By rbewtra-Oracle on Aug 07, 2014
Author: John Siegman
How do you know if you have a Master Data Management (MDM) or Data Quality (DQ) issue on your campus? One of the ways is to listen to the concerns of your campus constituents. While none of them are going to come out and tell you that they have a master data issue directly, by knowing what to listen for you can determine where the issues are and the best way to address them.
What follows are some of the key on-campus domains and what to listen for to determine if there is a MDM or DQ issue that needs to be resolved.
Student: Disconnected processes lacking coordination
· Fragmented data across disparate systems, disconnected across groups for:
- data collection efforts (duplicate/inconsistent student/faculty surveys)
- data definitions, rules, governance
- data access, security, and analysis
· Lack of training around security/access further complicated due to number of sources
· No information owner/no information strategy
· Student attributes maintained across many systems
Learning: Does not capture interactions
· Cannot identify students at risk. Do not capture interactions with students and faculty, and faculty interactions for research support, etc.
· No way to track how many undergraduates are interested in research
· Don't do any consistent analytics for course evaluations
· Difficult and time consuming to gather information because of the federated nature of the data – for example, job descriptions in HR are different than what is really being used
· There is no view of Student experience
HR: Process inconsistencies, lack of data standards complicates execution
· Faculty not paid by the university are not in the HCM system, while students receiving payments from the university are in the HCM system
· Disconnected process to issue IDs, keys, duplicate issues
· Given multiplicity of data sources, accessing the data is a challenge
· Data analytics capabilities and available reports are not properly advertised, so people do not know what is available. As a consequence an inordinate amount of time is spent generating reports
· Faculty/Staff information collection is inconsistent, sometimes paper-based. Implication: lose applicants because it is too difficult to complete the application process
Research: Getting from data to insight is a challenge
· Very time consuming to determine: Which proposals were successful? What type of awards are we best at winning?

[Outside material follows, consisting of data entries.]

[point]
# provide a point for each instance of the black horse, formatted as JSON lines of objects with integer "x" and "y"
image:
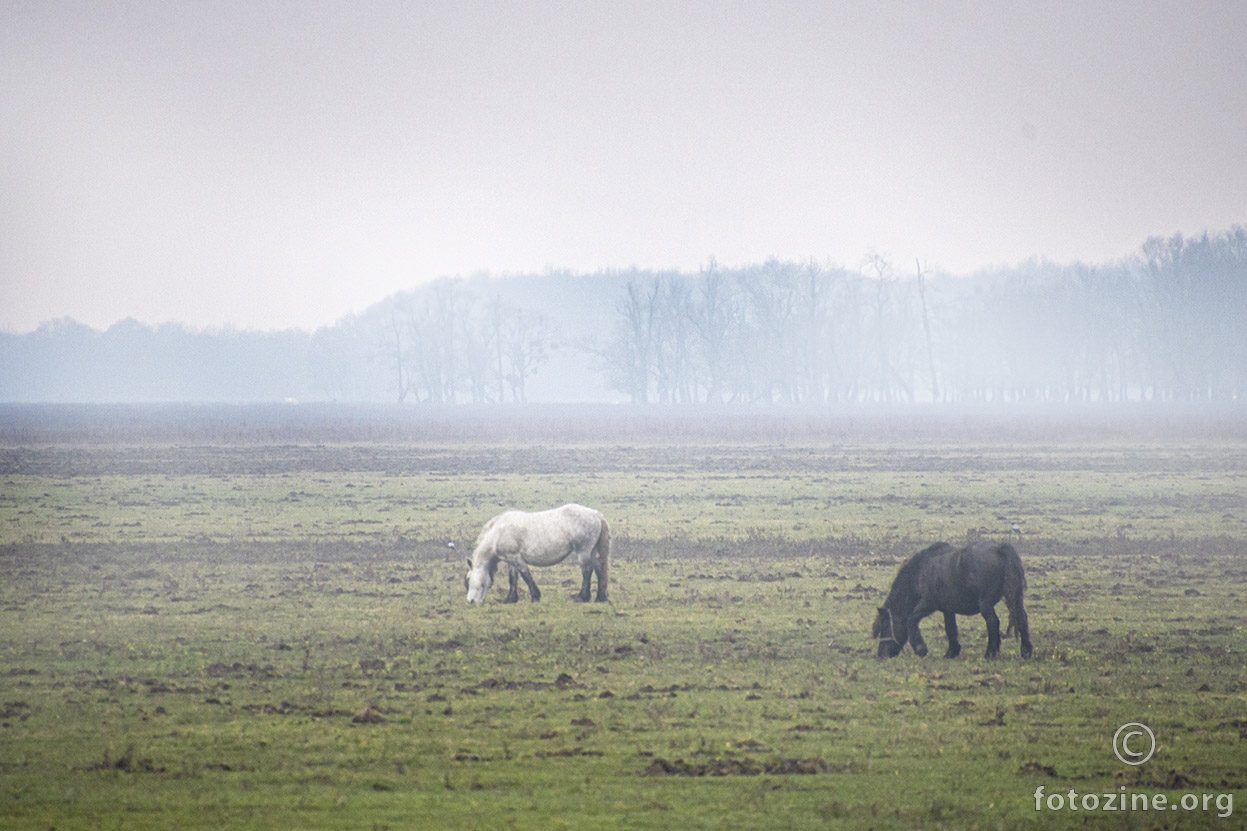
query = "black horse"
{"x": 967, "y": 582}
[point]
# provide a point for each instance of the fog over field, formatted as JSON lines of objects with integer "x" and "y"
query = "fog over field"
{"x": 299, "y": 301}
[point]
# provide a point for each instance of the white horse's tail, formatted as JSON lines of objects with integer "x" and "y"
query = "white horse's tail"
{"x": 602, "y": 552}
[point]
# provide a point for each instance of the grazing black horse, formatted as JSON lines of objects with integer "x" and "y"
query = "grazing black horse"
{"x": 967, "y": 582}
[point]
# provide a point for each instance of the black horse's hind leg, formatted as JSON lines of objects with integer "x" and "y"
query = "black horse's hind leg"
{"x": 915, "y": 635}
{"x": 513, "y": 595}
{"x": 954, "y": 644}
{"x": 534, "y": 592}
{"x": 989, "y": 614}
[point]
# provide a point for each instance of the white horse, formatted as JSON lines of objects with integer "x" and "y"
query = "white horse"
{"x": 544, "y": 538}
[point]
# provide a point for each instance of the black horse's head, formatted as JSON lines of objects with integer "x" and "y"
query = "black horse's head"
{"x": 889, "y": 629}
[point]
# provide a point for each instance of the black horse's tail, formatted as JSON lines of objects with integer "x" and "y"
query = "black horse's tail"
{"x": 1014, "y": 588}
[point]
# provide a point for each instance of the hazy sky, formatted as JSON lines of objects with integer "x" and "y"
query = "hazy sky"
{"x": 283, "y": 164}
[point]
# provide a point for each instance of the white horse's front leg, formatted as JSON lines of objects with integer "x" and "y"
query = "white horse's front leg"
{"x": 513, "y": 594}
{"x": 534, "y": 592}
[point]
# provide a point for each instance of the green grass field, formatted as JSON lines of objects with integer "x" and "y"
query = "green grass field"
{"x": 253, "y": 635}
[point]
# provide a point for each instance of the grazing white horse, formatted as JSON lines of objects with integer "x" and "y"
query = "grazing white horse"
{"x": 544, "y": 538}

· Difficult to understand: number of proposals, dollar value, by school, by department, by agency, by time period
· Data challenges in extracting data out of the system for grants, faculty, and making it centrally available
Deans & Officers: Reporting is a challenge
· Significant use of Excel, reporting is becoming unstable because of the amount of data in the files
· Information charter, a common retention policy does not exist
· A lot of paper is generated for the domains we are covering. Converting paper to digital is a challenge
· Collecting information on faculty activity (publications) is a challenge. Data in documents requires validation
· Data requests result in garbage. Donors receiving the wrong information.
Finance: Has little trust in data
· Do not have workflow governance processes. Implication, information goes into the system without being reviewed, therefore errors can make it into the records
· Systems connected to ERP systems do not always give relevant or requested info
· Closing the month or quarter takes too long as each school and each department has its own set of GLs.
Facilities: Efficiencies are hampered due to data disconnects
· Do not have accurate space metrics due to outdated system, schools not willing to share their info with Research Administrators and Proposal Investigators
· Do not have utility consumption, building by building
· No clear classroom assignment policy (a large room may be assigned to a small number of students)
· Not all classes are under the registrar's control
· No tool showing actual space for planning purposes
· Difficult to determine research costs, without accurate access to floor plans and utilization
· Cannot effectively schedule and monitor classrooms
If your campus has data, you have data issues. As the push for students becomes more competitive, being able to understand your current data, mine your social data, target your alumni, make better use of your facilities, improve your supplier relationships, and increase your student success will be dependent on better data. The tools exist to take data from a problem filled issue to a distinct competitive advantage. The sooner campuses adopt these tools, the sooner they will receive the benefits of doing so.